Posted by Baseball Crank at 11:06 AM | Politics 2004 | Comments (6) | TrackBack (0)
Comments

Bush traded Reagan's "Shining Beacon on a Hill" for an armed bunker in an undisclosed location. From hopeful to fearful, from a moral example to "if you're not with us, you're with them", Bush's administration has changed the message we send to the world in fundamental ways.

Spurning even his fathers nuanced foreign policies, Bush has adopted the Wayan's brothers' movie foreign policy: "I'm gonna get you, sucka"

Do you eat your popcorn with buttery flavored oil or will you be changing movies?

This is not your father's republican party, sport. How do you like them now?

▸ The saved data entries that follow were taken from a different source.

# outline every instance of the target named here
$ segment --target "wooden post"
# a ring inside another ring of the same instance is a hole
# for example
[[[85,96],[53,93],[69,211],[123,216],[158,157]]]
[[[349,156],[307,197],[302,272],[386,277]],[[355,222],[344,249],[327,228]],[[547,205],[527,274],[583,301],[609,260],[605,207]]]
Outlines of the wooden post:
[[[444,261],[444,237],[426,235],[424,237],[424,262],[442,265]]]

Posted by: higgs boson at June 5, 2004 12:24 PM

See, you apparently don't remember the 80s. All the same people said all the same things about Reagan, how he didn't listen to the French and Germans, how he was a belligerent cowboy, etc.

Posted by: The Crank at June 5, 2004 12:35 PM

What's so surprising and important -- whether your an admirer or critic -- is how much George W. works towards following the policy path of Reagan, rather than his father. You may disagree with Bush's policies, but the soundbite critiques of his foreign policies are strikingly similar to the critiques of the Reagan Administration. Many of which turned out to be embarassingly wrong.

Posted by: Kiners Korner at June 6, 2004 12:11 AM

I don't have many fond memories or good comments on Reagan's presidency. But now is not the time to get into that.

On a personal note, I just attended the funeral of a good friend's grandmother who suffered with Alzheimer's and I am sure the Reagan family is feeling a good deal of relief in addition to grief. It is a long and horrible ordeal to go through. I have plenty of sympathy for them, and offer plenty of respect for those who want to remember Reagan in a different manner than myself.

Although a Reagan critic, I would like to point out that Reagan's most-heralded acheivement by those on the right -- his "ending the Cold War" -- was accomplished in a manner completely contrary to the way Bush has handled foriegn policy (ie: compromise and diplomacy), and despite the protestations of many on the Right at the time, including former DOD-man Perle and then-Congressmen Cheney...

The best thing that could come from Reagan's death at this time would be a focus on Alzheimer's and the fact that Bush has hampered progressagainst it by shutting down the stem cell research.

There, I managed to get my political digs in without taking it out on Reagan...not bad.

Posted by: Mr Furious at June 6, 2004 12:52 AM

not bad at all!

Although the compromise and diplomacy used in the second Reagan Administration was made possible by the actions of the first Reagan Administration -- a massive military build-up done despite Democratic protests, the enactment of a foreign policy that upset Europe and ratcheting up of anti-Soviet rhetoric.

In essence, these earlier actions made it so that we were in essence conducting diplomacy with a dying empire.

Posted by: Kiners Korner at June 6, 2004 9:23 AM

That's exactly right - Reagan didn't bend until he had our adversary over a barrel. (Which, I should add, is how Bush has dealt with some countries, like Pakistan and Libya).